Em declarações à 88.8 JM, o agente de viagens adiantou que, embora não olhe para o Governo Regional como "concorrência", uma vez que os estudantes universitários não constituem o foco da agência, reconhece que este mercado "é um complemento aos serviços" que a Abreu presta aos madeirenses.

"Talvez seja altura de o Governo Regional pensar em abrir uma agência de viagens própria e, se calhar, começar também a explorar este segmento de negócio. Quem sabe se não lhes corre bem", atirou António Cruz, em tom irónico. E reformulou: "Estando isto a tornar-se frequente, quem sabe se não seria uma boa ideia abrirem [o Governo Regional] um departamento que possa, eventualmente, explorar esta vertente das passagens aéreas".
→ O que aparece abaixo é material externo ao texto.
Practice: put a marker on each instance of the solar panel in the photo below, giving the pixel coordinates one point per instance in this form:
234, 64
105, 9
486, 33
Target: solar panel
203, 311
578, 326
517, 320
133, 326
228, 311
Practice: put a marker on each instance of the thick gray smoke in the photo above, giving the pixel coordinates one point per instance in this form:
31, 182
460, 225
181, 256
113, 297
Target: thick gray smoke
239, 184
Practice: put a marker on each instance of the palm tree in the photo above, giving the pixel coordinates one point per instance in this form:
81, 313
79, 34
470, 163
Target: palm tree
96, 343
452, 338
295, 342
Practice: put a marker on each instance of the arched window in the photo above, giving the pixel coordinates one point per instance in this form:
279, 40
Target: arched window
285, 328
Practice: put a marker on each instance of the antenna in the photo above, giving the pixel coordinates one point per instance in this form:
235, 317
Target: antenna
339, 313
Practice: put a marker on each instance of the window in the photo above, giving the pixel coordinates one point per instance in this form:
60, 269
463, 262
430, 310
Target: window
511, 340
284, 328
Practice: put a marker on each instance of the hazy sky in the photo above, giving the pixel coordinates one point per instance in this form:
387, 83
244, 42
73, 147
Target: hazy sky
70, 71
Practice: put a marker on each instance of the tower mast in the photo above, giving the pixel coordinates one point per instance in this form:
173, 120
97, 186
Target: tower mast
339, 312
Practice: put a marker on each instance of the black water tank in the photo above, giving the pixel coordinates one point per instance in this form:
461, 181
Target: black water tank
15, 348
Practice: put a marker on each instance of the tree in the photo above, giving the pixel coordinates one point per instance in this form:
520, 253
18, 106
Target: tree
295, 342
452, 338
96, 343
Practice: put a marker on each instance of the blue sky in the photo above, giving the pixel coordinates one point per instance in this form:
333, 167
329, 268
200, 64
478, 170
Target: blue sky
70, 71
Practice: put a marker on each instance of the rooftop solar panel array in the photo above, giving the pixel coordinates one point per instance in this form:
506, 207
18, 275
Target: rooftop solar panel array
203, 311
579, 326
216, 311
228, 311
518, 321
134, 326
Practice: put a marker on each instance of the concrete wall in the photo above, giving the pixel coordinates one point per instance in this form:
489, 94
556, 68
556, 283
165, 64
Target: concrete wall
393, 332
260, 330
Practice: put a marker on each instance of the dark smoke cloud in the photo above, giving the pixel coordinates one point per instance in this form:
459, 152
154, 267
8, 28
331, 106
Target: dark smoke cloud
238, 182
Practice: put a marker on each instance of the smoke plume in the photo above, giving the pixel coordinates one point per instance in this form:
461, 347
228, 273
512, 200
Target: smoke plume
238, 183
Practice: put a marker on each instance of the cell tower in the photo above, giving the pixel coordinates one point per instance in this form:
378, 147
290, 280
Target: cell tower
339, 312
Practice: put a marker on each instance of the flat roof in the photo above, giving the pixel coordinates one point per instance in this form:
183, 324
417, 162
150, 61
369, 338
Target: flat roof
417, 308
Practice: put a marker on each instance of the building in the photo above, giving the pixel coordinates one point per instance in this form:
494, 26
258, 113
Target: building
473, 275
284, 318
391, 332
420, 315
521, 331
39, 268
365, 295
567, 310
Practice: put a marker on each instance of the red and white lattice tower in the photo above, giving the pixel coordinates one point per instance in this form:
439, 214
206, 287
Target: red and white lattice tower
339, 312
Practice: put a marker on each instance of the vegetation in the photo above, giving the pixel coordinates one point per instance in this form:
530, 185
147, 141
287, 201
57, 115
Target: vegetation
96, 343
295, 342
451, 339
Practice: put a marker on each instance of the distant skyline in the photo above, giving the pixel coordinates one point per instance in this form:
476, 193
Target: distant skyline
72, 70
De acordo com a manchete do JM desta quarta-feira, não haverá mais voos charter para madeirenses a estudar no continente. A opção do Governo Regional passará, agora, pela compra de centenas de lugares às companhias aéreas para "transmitir aos estudantes preços justos". O pacote que está a ser negociado pode chegar até aos dois mil lugares para um período de 20 dias durante o mês de setembro.

Questionado, ainda pela 88.8 JM, sobre o atual modelo de subsídio para as agências de agências, António Cruz respondeu que o mesmo é "bastante mais vantajoso do que o anterior", embora "precise de ser olhado, pensado e reformulado".

"Anteriormente recebíamos 65 euros de reembolso e hoje em dia pagamos 86 euros, no final das contas. Portanto, do ponto de vista do custo final, obviamente que este modelo é bastante mais vantajoso do que o anterior", disse.